No faltarán quienes sostengan que debería repetirse toda la elección general y no solo el balotaje. De hecho, hasta la víspera de la segunda vuelta, la Municipalidad Metropolitana de Lima había planteado la anulación de esta última. A ello se suma un hecho poco habitual: mientras Rafael López Aliaga denunció que le fue arrebatado cerca de un millón de votos en la primera vuelta, diversos dirigentes de izquierda cuestionan el resultado del balotaje y figuras de centro, como Ricardo Belmont y Fernando Olivera, han expresado dudas sobre ambas rondas electorales. Paradójicamente, quienes en esta ocasión defienden con mayor firmeza la validez del proceso son los sectores fujimoristas, los mismos que en 2021 sostuvieron que habían sido víctimas de fraude.

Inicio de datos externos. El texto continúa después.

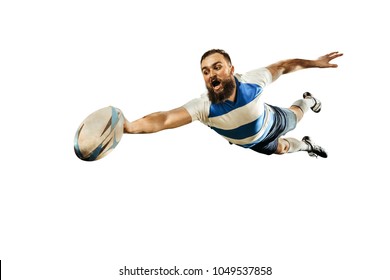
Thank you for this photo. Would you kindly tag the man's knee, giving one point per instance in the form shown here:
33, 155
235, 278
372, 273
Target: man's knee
283, 146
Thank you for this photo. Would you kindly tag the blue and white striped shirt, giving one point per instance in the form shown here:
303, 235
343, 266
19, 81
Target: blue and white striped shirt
244, 122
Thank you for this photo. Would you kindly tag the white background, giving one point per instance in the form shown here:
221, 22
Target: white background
185, 197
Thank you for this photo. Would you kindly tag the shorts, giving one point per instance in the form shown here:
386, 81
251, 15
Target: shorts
285, 121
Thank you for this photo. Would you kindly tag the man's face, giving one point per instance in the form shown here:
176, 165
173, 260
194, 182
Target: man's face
218, 76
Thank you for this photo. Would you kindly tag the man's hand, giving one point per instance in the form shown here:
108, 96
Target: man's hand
323, 61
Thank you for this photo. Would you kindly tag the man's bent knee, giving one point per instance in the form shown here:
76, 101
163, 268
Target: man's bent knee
283, 146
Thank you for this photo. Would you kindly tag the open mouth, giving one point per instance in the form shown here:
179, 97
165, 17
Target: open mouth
215, 83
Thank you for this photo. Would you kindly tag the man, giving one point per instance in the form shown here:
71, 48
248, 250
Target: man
233, 106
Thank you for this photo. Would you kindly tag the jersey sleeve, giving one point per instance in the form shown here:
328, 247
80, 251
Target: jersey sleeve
261, 76
198, 108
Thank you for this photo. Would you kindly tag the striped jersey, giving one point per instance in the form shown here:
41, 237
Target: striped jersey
245, 122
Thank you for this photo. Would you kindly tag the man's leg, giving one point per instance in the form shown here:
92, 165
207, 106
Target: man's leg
292, 145
301, 106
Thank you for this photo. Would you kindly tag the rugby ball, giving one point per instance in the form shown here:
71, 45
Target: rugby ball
99, 134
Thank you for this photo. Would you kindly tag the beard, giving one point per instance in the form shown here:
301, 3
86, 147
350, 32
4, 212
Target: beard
228, 88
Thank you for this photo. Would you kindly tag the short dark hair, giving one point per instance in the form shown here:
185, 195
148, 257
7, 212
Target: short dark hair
213, 51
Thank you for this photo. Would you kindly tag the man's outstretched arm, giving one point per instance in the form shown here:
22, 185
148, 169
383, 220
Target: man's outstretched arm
158, 121
291, 65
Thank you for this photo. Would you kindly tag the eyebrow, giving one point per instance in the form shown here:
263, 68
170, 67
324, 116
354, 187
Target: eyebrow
215, 63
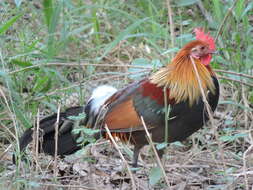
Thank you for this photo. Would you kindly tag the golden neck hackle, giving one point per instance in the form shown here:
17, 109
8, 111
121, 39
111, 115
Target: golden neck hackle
179, 76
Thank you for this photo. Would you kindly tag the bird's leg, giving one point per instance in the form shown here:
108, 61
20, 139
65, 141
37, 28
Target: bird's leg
137, 149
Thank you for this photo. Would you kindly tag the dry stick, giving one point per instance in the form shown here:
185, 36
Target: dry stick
156, 154
249, 149
224, 20
5, 151
73, 64
208, 108
205, 12
122, 157
234, 73
172, 33
69, 186
82, 83
56, 140
244, 83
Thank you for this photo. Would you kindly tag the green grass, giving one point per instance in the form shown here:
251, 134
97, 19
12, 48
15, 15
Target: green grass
34, 34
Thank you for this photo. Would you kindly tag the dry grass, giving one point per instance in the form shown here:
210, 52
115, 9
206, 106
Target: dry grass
218, 157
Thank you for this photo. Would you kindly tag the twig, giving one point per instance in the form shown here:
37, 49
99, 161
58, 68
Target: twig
37, 140
85, 82
172, 33
205, 12
71, 64
63, 186
224, 20
56, 140
234, 73
6, 150
245, 167
244, 83
122, 157
156, 154
208, 108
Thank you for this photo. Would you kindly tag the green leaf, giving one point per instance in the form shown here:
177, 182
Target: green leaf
48, 11
21, 63
4, 27
155, 175
18, 2
182, 3
178, 143
161, 145
78, 118
236, 104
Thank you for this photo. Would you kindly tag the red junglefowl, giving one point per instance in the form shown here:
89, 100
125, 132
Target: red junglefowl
122, 110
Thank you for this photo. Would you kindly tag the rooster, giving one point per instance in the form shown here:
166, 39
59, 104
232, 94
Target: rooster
176, 86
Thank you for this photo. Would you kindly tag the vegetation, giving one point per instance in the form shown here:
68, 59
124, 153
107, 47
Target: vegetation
53, 53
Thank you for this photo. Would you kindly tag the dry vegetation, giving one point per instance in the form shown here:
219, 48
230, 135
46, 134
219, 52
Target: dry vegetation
55, 53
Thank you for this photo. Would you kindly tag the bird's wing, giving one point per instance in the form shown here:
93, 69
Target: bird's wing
125, 108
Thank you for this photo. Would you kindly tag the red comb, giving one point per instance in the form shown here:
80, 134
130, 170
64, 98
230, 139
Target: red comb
200, 35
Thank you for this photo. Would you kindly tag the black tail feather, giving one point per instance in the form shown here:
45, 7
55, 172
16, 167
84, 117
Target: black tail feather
66, 140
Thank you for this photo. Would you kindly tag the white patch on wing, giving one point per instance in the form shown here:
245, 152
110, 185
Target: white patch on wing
99, 96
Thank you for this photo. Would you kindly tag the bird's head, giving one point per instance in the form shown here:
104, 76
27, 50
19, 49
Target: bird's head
202, 48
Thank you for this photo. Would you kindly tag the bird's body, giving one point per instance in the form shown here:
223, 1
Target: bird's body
175, 86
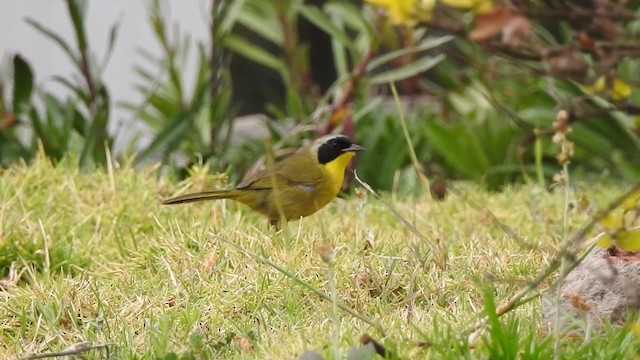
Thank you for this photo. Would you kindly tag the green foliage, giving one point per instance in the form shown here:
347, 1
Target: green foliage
77, 123
194, 122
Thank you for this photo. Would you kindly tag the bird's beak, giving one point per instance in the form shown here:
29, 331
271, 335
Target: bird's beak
353, 147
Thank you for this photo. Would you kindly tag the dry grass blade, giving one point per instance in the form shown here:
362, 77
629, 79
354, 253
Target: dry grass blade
76, 349
292, 276
563, 253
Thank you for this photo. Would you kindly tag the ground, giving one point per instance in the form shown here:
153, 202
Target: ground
94, 257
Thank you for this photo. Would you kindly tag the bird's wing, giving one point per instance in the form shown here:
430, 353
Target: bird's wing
298, 169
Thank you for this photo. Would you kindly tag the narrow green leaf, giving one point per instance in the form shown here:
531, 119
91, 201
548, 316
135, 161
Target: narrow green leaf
364, 352
262, 25
232, 13
351, 14
628, 240
22, 85
409, 70
320, 19
426, 44
168, 138
76, 12
74, 88
254, 53
453, 146
111, 43
56, 38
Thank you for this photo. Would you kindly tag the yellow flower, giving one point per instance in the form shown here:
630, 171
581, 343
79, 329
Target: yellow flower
478, 6
406, 12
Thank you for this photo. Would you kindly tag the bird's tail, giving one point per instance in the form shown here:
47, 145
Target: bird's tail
206, 195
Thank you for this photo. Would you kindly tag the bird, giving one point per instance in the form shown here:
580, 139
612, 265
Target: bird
293, 188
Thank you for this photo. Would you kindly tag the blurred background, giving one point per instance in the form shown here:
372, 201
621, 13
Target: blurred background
490, 92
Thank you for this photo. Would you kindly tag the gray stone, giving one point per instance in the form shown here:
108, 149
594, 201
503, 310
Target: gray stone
602, 289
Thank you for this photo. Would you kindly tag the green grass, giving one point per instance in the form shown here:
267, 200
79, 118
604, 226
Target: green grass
99, 260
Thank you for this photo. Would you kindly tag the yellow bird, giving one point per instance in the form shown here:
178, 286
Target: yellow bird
295, 187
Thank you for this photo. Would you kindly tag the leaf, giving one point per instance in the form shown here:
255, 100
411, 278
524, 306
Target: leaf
365, 352
167, 138
350, 14
56, 38
76, 89
320, 19
262, 25
254, 53
111, 43
231, 15
631, 202
628, 240
76, 12
457, 147
605, 241
426, 44
22, 85
311, 355
406, 71
612, 221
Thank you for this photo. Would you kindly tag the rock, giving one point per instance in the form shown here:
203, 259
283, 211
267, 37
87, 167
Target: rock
603, 288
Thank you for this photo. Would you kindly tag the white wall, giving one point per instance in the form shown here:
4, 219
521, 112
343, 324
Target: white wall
47, 60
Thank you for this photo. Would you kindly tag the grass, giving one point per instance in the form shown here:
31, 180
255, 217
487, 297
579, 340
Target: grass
93, 257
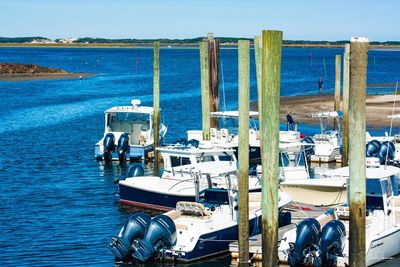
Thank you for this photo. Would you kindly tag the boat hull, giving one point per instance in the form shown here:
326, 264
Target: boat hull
157, 200
315, 194
213, 243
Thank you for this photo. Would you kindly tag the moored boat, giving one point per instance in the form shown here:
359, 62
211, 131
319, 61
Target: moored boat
128, 133
194, 229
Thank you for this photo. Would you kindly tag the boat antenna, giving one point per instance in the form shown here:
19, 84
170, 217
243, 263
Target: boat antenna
223, 85
391, 122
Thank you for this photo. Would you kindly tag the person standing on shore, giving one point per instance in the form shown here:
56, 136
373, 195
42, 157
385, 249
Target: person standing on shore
320, 85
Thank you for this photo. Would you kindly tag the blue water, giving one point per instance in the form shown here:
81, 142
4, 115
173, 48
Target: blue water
57, 203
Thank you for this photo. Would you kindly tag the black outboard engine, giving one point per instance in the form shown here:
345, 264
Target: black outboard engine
372, 148
109, 145
160, 234
134, 170
310, 148
386, 151
135, 227
307, 237
123, 147
332, 242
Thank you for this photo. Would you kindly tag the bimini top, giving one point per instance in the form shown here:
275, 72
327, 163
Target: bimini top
396, 117
135, 108
232, 114
328, 114
381, 171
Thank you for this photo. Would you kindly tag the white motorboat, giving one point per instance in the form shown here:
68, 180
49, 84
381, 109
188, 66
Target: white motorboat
193, 230
323, 241
328, 141
228, 136
128, 133
331, 188
177, 182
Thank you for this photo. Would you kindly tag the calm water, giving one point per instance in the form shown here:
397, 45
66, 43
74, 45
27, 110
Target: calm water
57, 203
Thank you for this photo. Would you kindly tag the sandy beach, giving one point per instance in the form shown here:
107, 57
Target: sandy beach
378, 108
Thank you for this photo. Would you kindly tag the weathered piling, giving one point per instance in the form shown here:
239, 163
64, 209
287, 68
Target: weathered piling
244, 99
213, 74
346, 82
338, 62
156, 104
258, 60
205, 88
271, 71
357, 183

Más allá de quién tenga razón, el problema central es otro: cuando una elección divide al país hasta el punto de que una parte importante de la ciudadanía no reconoce el resultado, la estabilidad democrática queda seriamente comprometida. La legitimidad de un gobierno no depende únicamente de la proclamación oficial de los organismos electorales, sino también de la confianza que inspire el proceso mediante el cual fue elegido.
Por ello, un nuevo balotaje podría convertirse no en una concesión a uno u otro candidato, sino en una oportunidad para restablecer la confianza pública. Si el resultado volviera a favorecer a Keiko Fujimori, su victoria estaría respaldada por un proceso menos cuestionado. Si favoreciera a Roberto Sánchez, también desaparecería buena parte de las dudas actuales. En ambos casos, el principal beneficiado sería el sistema democrático peruano.